The Sound Relationship House theory is the foundation of the Gottman Method.
It uses a house as a metaphor for a secure marriage.
The theory identifies seven “floors” that a couple can move through to improve their relationship, along with two “weight-bearing walls,” which are essential to holding the couple together.
These are as follows:
Build love maps: This is the first floor of the Sound Relationship House and involves couples getting to know one another’s inner psychological worlds.
Share fondness and admiration: On this floor, couples learn to overtly express appreciation and respect for each other to strengthen their bond.
Turn towards, not away: This floor involves learning to notice when one’s partner is seeking attention, affection, and comfort and responding accordingly.

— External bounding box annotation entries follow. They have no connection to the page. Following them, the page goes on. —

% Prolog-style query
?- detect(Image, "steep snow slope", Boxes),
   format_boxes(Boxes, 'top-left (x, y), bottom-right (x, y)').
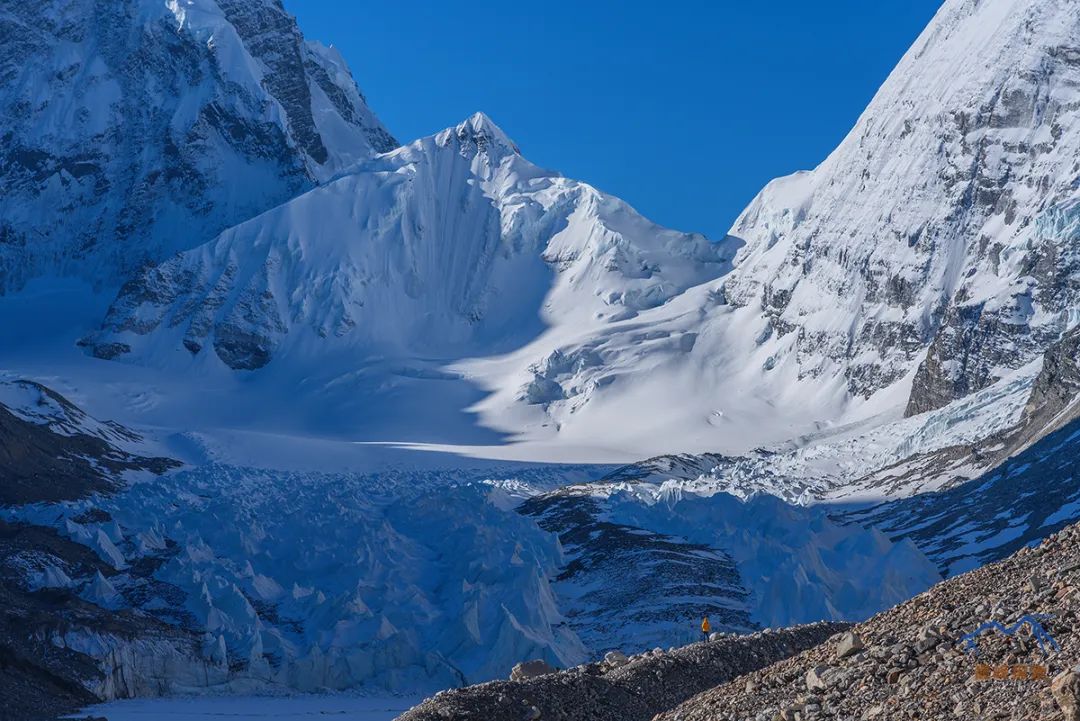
top-left (0, 0), bottom-right (396, 293)
top-left (725, 0), bottom-right (1080, 413)
top-left (86, 114), bottom-right (727, 371)
top-left (847, 410), bottom-right (1080, 575)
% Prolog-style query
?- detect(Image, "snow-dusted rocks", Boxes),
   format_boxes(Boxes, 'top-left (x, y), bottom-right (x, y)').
top-left (725, 0), bottom-right (1080, 413)
top-left (0, 0), bottom-right (396, 293)
top-left (79, 114), bottom-right (727, 371)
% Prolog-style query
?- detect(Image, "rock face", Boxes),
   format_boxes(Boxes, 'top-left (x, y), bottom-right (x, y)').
top-left (725, 0), bottom-right (1080, 414)
top-left (399, 624), bottom-right (846, 721)
top-left (658, 526), bottom-right (1080, 721)
top-left (847, 414), bottom-right (1080, 576)
top-left (0, 380), bottom-right (179, 506)
top-left (0, 0), bottom-right (396, 293)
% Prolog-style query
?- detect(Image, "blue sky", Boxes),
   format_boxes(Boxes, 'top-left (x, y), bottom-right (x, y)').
top-left (285, 0), bottom-right (941, 237)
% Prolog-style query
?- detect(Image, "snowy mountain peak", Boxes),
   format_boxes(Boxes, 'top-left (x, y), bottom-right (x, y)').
top-left (89, 113), bottom-right (729, 369)
top-left (0, 0), bottom-right (397, 294)
top-left (436, 112), bottom-right (521, 155)
top-left (726, 0), bottom-right (1080, 413)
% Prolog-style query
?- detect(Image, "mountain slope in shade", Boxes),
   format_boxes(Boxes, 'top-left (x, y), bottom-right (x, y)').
top-left (0, 0), bottom-right (396, 293)
top-left (725, 0), bottom-right (1080, 414)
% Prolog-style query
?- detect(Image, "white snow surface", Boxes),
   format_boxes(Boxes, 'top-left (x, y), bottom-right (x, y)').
top-left (0, 0), bottom-right (1080, 703)
top-left (0, 0), bottom-right (396, 293)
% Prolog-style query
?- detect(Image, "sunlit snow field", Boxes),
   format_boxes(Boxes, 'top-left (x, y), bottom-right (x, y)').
top-left (70, 695), bottom-right (420, 721)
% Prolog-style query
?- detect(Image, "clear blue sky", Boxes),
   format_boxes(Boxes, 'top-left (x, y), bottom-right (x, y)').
top-left (285, 0), bottom-right (941, 237)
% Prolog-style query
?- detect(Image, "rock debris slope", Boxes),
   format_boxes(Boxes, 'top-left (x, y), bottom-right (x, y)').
top-left (658, 518), bottom-right (1080, 721)
top-left (399, 624), bottom-right (846, 721)
top-left (0, 0), bottom-right (396, 294)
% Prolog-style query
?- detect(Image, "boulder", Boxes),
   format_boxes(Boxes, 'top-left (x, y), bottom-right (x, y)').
top-left (836, 631), bottom-right (866, 659)
top-left (510, 658), bottom-right (558, 681)
top-left (1050, 669), bottom-right (1080, 721)
top-left (807, 666), bottom-right (828, 691)
top-left (604, 651), bottom-right (630, 668)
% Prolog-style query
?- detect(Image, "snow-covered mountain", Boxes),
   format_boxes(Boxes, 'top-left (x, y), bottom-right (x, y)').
top-left (0, 0), bottom-right (396, 293)
top-left (82, 113), bottom-right (728, 371)
top-left (725, 0), bottom-right (1080, 414)
top-left (6, 0), bottom-right (1080, 712)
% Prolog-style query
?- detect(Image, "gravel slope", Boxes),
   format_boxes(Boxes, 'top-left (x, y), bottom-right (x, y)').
top-left (399, 623), bottom-right (847, 721)
top-left (658, 526), bottom-right (1080, 721)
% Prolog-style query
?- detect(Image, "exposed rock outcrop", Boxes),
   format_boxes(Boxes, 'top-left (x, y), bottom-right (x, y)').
top-left (400, 624), bottom-right (846, 721)
top-left (658, 518), bottom-right (1080, 721)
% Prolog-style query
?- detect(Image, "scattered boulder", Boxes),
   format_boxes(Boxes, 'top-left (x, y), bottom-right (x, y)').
top-left (1050, 669), bottom-right (1080, 721)
top-left (806, 666), bottom-right (828, 692)
top-left (510, 658), bottom-right (558, 681)
top-left (604, 651), bottom-right (630, 668)
top-left (836, 631), bottom-right (866, 659)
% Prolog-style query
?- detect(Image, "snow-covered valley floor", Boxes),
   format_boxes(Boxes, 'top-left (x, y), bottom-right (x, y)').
top-left (69, 695), bottom-right (420, 721)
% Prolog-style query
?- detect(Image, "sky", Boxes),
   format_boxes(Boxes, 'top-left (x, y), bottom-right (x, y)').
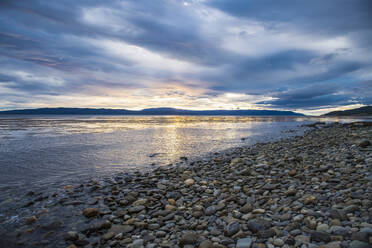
top-left (0, 0), bottom-right (372, 114)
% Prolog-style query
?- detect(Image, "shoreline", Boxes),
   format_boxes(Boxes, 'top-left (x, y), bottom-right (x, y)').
top-left (0, 124), bottom-right (372, 248)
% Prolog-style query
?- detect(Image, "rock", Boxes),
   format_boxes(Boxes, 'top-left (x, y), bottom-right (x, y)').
top-left (164, 204), bottom-right (177, 211)
top-left (305, 216), bottom-right (317, 230)
top-left (225, 221), bottom-right (240, 237)
top-left (247, 219), bottom-right (271, 233)
top-left (316, 224), bottom-right (329, 232)
top-left (41, 220), bottom-right (63, 231)
top-left (319, 241), bottom-right (341, 248)
top-left (185, 178), bottom-right (195, 186)
top-left (63, 231), bottom-right (79, 241)
top-left (295, 235), bottom-right (310, 244)
top-left (351, 232), bottom-right (370, 243)
top-left (83, 208), bottom-right (99, 218)
top-left (205, 206), bottom-right (217, 215)
top-left (239, 203), bottom-right (253, 214)
top-left (132, 199), bottom-right (147, 206)
top-left (330, 209), bottom-right (346, 220)
top-left (285, 188), bottom-right (297, 196)
top-left (288, 170), bottom-right (297, 177)
top-left (130, 239), bottom-right (144, 248)
top-left (279, 213), bottom-right (292, 221)
top-left (26, 216), bottom-right (37, 225)
top-left (311, 231), bottom-right (331, 243)
top-left (155, 231), bottom-right (167, 238)
top-left (273, 238), bottom-right (284, 247)
top-left (257, 228), bottom-right (276, 239)
top-left (236, 238), bottom-right (253, 248)
top-left (107, 225), bottom-right (134, 235)
top-left (359, 140), bottom-right (371, 148)
top-left (128, 205), bottom-right (146, 214)
top-left (349, 240), bottom-right (371, 248)
top-left (343, 205), bottom-right (359, 214)
top-left (330, 226), bottom-right (349, 236)
top-left (179, 232), bottom-right (198, 246)
top-left (252, 208), bottom-right (266, 214)
top-left (304, 195), bottom-right (316, 205)
top-left (199, 240), bottom-right (213, 248)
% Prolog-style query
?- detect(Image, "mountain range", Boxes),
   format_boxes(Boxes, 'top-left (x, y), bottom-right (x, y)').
top-left (0, 108), bottom-right (304, 116)
top-left (324, 106), bottom-right (372, 116)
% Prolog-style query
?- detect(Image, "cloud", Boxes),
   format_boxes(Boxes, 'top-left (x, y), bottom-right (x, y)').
top-left (0, 0), bottom-right (372, 111)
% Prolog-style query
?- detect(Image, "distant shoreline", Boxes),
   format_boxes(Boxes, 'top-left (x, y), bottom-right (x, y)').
top-left (0, 108), bottom-right (305, 116)
top-left (0, 122), bottom-right (372, 248)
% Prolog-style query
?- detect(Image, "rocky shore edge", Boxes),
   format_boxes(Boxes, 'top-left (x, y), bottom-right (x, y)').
top-left (0, 122), bottom-right (372, 248)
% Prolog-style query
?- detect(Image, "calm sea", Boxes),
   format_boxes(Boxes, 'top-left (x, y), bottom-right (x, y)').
top-left (0, 116), bottom-right (364, 199)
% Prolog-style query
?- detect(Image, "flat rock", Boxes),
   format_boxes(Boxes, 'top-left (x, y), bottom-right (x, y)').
top-left (311, 231), bottom-right (331, 243)
top-left (247, 219), bottom-right (271, 233)
top-left (236, 238), bottom-right (253, 248)
top-left (83, 208), bottom-right (99, 218)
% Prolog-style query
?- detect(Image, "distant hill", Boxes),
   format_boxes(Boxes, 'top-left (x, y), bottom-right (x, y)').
top-left (0, 108), bottom-right (304, 116)
top-left (324, 106), bottom-right (372, 116)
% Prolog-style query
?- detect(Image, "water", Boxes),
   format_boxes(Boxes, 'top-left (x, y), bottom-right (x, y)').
top-left (0, 116), bottom-right (366, 200)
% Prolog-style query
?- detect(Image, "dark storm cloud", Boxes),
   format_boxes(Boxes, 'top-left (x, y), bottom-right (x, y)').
top-left (208, 0), bottom-right (372, 35)
top-left (0, 0), bottom-right (372, 108)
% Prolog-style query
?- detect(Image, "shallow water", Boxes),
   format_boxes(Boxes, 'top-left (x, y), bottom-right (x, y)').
top-left (0, 116), bottom-right (368, 199)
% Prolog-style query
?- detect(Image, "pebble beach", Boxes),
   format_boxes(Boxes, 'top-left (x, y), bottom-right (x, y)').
top-left (0, 122), bottom-right (372, 248)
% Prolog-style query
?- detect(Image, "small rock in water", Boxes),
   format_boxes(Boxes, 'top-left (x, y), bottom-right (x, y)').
top-left (26, 216), bottom-right (37, 225)
top-left (311, 231), bottom-right (331, 243)
top-left (359, 140), bottom-right (371, 148)
top-left (64, 231), bottom-right (79, 241)
top-left (236, 238), bottom-right (253, 248)
top-left (288, 170), bottom-right (297, 177)
top-left (83, 208), bottom-right (99, 218)
top-left (226, 221), bottom-right (240, 237)
top-left (199, 240), bottom-right (214, 248)
top-left (185, 178), bottom-right (195, 186)
top-left (179, 233), bottom-right (198, 246)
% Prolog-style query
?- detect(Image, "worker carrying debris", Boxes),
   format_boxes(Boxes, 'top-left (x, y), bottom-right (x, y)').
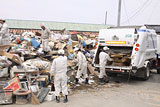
top-left (0, 19), bottom-right (10, 45)
top-left (99, 47), bottom-right (112, 84)
top-left (74, 48), bottom-right (88, 84)
top-left (41, 24), bottom-right (51, 54)
top-left (51, 50), bottom-right (68, 103)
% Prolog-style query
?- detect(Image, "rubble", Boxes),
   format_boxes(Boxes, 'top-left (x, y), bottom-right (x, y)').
top-left (0, 30), bottom-right (121, 104)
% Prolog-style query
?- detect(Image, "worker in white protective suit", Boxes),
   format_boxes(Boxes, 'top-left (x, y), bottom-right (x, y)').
top-left (41, 24), bottom-right (51, 54)
top-left (99, 47), bottom-right (112, 83)
top-left (51, 50), bottom-right (68, 103)
top-left (0, 19), bottom-right (10, 45)
top-left (74, 48), bottom-right (88, 84)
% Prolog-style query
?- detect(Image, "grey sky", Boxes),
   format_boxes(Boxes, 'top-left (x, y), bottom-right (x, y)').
top-left (0, 0), bottom-right (160, 25)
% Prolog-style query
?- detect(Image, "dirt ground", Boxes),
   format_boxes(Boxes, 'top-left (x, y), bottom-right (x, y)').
top-left (2, 73), bottom-right (160, 107)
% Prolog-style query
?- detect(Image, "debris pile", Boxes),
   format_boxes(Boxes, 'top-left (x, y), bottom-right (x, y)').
top-left (0, 31), bottom-right (121, 104)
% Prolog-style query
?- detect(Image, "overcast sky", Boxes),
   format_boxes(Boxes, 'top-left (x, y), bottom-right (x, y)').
top-left (0, 0), bottom-right (160, 25)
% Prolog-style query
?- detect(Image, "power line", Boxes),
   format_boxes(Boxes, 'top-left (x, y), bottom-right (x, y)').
top-left (123, 0), bottom-right (152, 23)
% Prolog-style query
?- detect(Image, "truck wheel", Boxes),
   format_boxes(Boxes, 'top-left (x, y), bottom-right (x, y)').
top-left (143, 64), bottom-right (150, 80)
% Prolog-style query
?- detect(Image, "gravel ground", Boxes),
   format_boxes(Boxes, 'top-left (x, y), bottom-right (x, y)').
top-left (1, 73), bottom-right (160, 107)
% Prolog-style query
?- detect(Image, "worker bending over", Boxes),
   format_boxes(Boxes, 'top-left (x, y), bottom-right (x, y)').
top-left (41, 25), bottom-right (51, 54)
top-left (51, 50), bottom-right (68, 103)
top-left (99, 47), bottom-right (112, 83)
top-left (74, 48), bottom-right (88, 84)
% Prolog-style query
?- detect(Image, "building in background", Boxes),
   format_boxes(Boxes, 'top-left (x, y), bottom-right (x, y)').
top-left (6, 19), bottom-right (110, 37)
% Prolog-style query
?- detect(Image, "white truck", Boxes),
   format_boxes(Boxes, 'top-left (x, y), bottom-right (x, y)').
top-left (93, 26), bottom-right (157, 80)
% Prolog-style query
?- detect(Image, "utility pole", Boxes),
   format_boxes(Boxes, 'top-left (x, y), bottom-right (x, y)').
top-left (117, 0), bottom-right (122, 26)
top-left (105, 11), bottom-right (107, 25)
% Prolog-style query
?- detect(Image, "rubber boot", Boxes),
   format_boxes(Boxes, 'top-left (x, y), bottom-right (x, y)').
top-left (56, 96), bottom-right (60, 103)
top-left (85, 78), bottom-right (88, 84)
top-left (76, 78), bottom-right (78, 84)
top-left (63, 95), bottom-right (68, 103)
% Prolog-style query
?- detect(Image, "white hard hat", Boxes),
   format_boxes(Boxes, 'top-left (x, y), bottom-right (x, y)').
top-left (58, 49), bottom-right (64, 55)
top-left (103, 46), bottom-right (109, 51)
top-left (40, 23), bottom-right (45, 27)
top-left (74, 47), bottom-right (79, 52)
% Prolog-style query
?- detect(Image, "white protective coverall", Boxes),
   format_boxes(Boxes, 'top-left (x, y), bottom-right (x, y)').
top-left (99, 52), bottom-right (112, 78)
top-left (42, 27), bottom-right (51, 52)
top-left (76, 51), bottom-right (88, 79)
top-left (51, 56), bottom-right (68, 96)
top-left (0, 23), bottom-right (10, 45)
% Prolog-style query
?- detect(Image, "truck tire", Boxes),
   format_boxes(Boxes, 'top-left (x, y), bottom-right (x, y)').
top-left (142, 64), bottom-right (150, 80)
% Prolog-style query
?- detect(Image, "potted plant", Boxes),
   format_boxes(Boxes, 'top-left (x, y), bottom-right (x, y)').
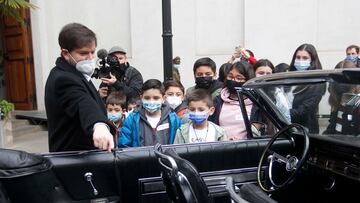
top-left (0, 100), bottom-right (14, 147)
top-left (0, 99), bottom-right (15, 119)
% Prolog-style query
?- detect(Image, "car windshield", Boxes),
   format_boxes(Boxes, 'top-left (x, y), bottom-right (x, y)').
top-left (254, 79), bottom-right (360, 136)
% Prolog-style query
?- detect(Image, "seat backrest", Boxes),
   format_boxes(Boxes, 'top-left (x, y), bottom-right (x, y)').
top-left (155, 145), bottom-right (212, 203)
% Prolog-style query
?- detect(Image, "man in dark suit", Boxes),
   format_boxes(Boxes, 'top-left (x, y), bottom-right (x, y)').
top-left (45, 23), bottom-right (114, 152)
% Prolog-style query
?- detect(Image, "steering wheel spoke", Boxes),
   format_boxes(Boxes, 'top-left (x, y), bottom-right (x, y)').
top-left (257, 123), bottom-right (309, 192)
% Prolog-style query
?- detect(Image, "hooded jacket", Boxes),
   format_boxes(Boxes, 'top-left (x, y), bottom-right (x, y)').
top-left (118, 102), bottom-right (181, 147)
top-left (174, 121), bottom-right (226, 144)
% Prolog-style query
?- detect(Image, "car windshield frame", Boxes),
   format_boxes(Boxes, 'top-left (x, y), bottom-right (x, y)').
top-left (239, 69), bottom-right (360, 140)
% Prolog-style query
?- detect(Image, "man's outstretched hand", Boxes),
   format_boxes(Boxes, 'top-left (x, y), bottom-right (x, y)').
top-left (93, 123), bottom-right (114, 152)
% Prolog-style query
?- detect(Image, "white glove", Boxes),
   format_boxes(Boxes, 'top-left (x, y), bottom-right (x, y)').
top-left (93, 123), bottom-right (114, 152)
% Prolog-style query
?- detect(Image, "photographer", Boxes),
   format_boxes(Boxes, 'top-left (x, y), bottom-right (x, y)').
top-left (99, 46), bottom-right (143, 100)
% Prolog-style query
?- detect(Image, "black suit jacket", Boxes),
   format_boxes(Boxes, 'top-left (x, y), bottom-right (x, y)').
top-left (45, 57), bottom-right (113, 152)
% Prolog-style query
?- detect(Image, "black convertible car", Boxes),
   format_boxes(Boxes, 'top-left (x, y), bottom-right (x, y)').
top-left (0, 69), bottom-right (360, 203)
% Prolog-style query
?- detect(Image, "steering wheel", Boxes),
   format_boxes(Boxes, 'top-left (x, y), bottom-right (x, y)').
top-left (257, 123), bottom-right (309, 193)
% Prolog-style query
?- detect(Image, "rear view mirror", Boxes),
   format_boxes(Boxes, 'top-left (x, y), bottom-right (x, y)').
top-left (251, 121), bottom-right (267, 137)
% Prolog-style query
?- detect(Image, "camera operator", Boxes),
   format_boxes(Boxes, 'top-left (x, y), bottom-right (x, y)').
top-left (99, 46), bottom-right (143, 100)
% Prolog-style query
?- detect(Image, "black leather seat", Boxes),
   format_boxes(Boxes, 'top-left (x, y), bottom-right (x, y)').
top-left (155, 144), bottom-right (213, 203)
top-left (154, 144), bottom-right (276, 203)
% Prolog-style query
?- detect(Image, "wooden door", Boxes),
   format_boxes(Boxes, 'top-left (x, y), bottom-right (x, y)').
top-left (2, 9), bottom-right (36, 110)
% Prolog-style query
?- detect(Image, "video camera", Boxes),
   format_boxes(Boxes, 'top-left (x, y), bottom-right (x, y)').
top-left (91, 49), bottom-right (122, 79)
top-left (91, 49), bottom-right (111, 79)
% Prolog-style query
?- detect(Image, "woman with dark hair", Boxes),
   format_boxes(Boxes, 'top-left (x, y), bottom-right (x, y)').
top-left (284, 44), bottom-right (326, 133)
top-left (209, 61), bottom-right (252, 140)
top-left (290, 44), bottom-right (322, 71)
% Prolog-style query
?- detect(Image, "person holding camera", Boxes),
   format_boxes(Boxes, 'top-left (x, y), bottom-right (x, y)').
top-left (99, 46), bottom-right (143, 100)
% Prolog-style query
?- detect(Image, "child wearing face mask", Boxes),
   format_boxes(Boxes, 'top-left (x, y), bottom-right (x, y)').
top-left (118, 79), bottom-right (181, 147)
top-left (164, 80), bottom-right (188, 123)
top-left (174, 89), bottom-right (227, 144)
top-left (125, 97), bottom-right (140, 117)
top-left (209, 61), bottom-right (253, 140)
top-left (186, 57), bottom-right (223, 99)
top-left (106, 91), bottom-right (126, 146)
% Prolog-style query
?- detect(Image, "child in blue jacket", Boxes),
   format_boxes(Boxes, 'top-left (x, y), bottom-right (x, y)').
top-left (118, 79), bottom-right (181, 147)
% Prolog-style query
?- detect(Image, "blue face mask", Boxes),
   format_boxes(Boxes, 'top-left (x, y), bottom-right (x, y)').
top-left (108, 112), bottom-right (122, 123)
top-left (345, 55), bottom-right (357, 63)
top-left (294, 60), bottom-right (311, 71)
top-left (142, 100), bottom-right (162, 113)
top-left (189, 111), bottom-right (207, 125)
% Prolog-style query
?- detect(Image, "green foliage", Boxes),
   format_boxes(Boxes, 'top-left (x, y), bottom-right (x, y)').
top-left (0, 100), bottom-right (15, 117)
top-left (0, 0), bottom-right (37, 24)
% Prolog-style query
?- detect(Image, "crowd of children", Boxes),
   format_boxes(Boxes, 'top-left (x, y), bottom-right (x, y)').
top-left (106, 44), bottom-right (360, 147)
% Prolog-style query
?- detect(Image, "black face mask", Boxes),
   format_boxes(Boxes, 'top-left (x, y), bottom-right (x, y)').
top-left (195, 76), bottom-right (213, 89)
top-left (225, 80), bottom-right (245, 94)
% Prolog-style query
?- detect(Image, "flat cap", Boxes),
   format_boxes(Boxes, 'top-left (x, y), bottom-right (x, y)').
top-left (109, 46), bottom-right (126, 54)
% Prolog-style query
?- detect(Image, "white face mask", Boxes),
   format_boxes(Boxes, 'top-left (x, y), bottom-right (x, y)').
top-left (69, 53), bottom-right (96, 77)
top-left (166, 96), bottom-right (182, 109)
top-left (76, 59), bottom-right (95, 77)
top-left (174, 64), bottom-right (180, 70)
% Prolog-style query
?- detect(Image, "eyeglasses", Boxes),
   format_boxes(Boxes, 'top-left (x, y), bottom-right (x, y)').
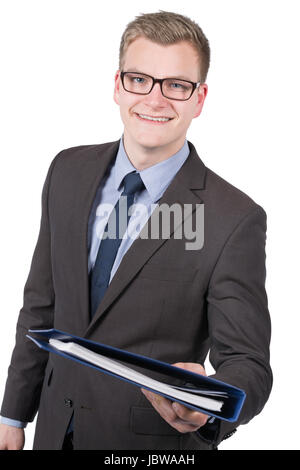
top-left (121, 72), bottom-right (201, 101)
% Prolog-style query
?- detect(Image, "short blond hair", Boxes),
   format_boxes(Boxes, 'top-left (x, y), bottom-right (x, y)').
top-left (119, 10), bottom-right (210, 83)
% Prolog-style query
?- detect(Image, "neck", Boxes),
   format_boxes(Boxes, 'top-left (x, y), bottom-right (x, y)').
top-left (123, 129), bottom-right (185, 171)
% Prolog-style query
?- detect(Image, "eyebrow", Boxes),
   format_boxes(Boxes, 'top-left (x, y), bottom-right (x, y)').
top-left (124, 67), bottom-right (193, 82)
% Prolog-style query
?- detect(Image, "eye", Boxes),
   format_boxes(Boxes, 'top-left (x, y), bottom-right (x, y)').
top-left (130, 77), bottom-right (145, 83)
top-left (170, 82), bottom-right (186, 90)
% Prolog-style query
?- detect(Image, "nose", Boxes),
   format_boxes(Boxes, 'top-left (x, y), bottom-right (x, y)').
top-left (145, 83), bottom-right (167, 106)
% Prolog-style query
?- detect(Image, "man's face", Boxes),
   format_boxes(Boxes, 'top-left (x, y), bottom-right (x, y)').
top-left (114, 37), bottom-right (207, 157)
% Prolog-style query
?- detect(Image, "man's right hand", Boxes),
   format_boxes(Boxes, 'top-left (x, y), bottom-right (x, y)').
top-left (0, 423), bottom-right (25, 450)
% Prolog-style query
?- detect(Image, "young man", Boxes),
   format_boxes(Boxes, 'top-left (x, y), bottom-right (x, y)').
top-left (0, 12), bottom-right (272, 450)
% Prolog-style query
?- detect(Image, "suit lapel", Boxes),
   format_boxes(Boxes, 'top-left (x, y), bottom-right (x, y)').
top-left (84, 142), bottom-right (206, 336)
top-left (78, 140), bottom-right (120, 331)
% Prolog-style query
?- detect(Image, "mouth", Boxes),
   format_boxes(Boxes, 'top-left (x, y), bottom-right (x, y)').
top-left (135, 113), bottom-right (174, 126)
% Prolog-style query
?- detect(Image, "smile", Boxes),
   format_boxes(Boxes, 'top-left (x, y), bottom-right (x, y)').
top-left (135, 113), bottom-right (173, 124)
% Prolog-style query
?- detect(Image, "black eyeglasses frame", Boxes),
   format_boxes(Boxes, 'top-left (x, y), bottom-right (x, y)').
top-left (120, 70), bottom-right (201, 101)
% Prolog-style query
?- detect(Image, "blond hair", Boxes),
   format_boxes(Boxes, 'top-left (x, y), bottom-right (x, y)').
top-left (119, 10), bottom-right (210, 83)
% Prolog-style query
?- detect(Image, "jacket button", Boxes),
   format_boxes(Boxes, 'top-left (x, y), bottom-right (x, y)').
top-left (64, 398), bottom-right (73, 408)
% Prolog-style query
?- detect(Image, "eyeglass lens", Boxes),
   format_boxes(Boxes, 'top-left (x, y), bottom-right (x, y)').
top-left (124, 72), bottom-right (193, 100)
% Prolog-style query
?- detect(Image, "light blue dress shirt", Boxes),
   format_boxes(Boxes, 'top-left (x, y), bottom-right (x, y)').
top-left (1, 136), bottom-right (190, 428)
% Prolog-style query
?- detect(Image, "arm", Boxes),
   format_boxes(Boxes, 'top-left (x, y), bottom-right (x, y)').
top-left (1, 155), bottom-right (58, 422)
top-left (141, 206), bottom-right (272, 446)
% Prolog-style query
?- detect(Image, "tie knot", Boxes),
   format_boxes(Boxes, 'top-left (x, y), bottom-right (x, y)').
top-left (123, 173), bottom-right (144, 194)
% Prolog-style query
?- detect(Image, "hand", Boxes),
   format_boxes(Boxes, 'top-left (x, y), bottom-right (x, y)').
top-left (141, 362), bottom-right (209, 433)
top-left (0, 423), bottom-right (25, 450)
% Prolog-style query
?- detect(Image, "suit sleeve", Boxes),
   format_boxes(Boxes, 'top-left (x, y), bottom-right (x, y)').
top-left (194, 205), bottom-right (272, 445)
top-left (1, 154), bottom-right (59, 422)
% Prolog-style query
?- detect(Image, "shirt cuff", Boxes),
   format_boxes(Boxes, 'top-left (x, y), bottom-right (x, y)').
top-left (0, 416), bottom-right (27, 428)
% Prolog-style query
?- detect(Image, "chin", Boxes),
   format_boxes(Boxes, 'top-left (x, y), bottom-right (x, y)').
top-left (136, 131), bottom-right (169, 148)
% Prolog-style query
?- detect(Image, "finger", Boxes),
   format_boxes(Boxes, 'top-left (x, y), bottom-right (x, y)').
top-left (141, 388), bottom-right (177, 426)
top-left (172, 402), bottom-right (208, 427)
top-left (172, 362), bottom-right (206, 376)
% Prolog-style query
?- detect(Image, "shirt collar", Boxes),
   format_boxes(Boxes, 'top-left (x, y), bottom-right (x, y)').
top-left (115, 136), bottom-right (190, 203)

The positive perspective: This floor helps partners learn to see one another positively, enabling them to see errors as matters of circumstance, not failures of the individual.
Manage conflict: On this floor, couples learn to manage conflict through a three-step process. First, partners take each other’s feelings into account. Next, partners learn to discuss their problems. Finally, when a partner starts to feel overwhelmed during conflict, they learn techniques to self-soothe to keep their cool.
Make life dreams come true: The second to last floor centers on supporting and championing one’s partner in their dreams and goals.
Create shared meaning: The top floor mirrors the first floor in that it involves understanding an inner world, but in this case, it’s the couple’s inner world and entails uncovering the rituals and stories that have shared meaning for them.
Trust and commitment: The two weight-bearing walls of the Sound Relationship House help couples work through the seven floors. Trust enables couples to believe they can rely on one another and feel like they’re a team, and commitment means couples have agreed to stick together and improve their relationship.
Clearly, each floor of the Sound Relationship House represents an opportunity for couples to develop new skills that will strengthen their relationship. Gottman therapists use this theory to drive their work with couples.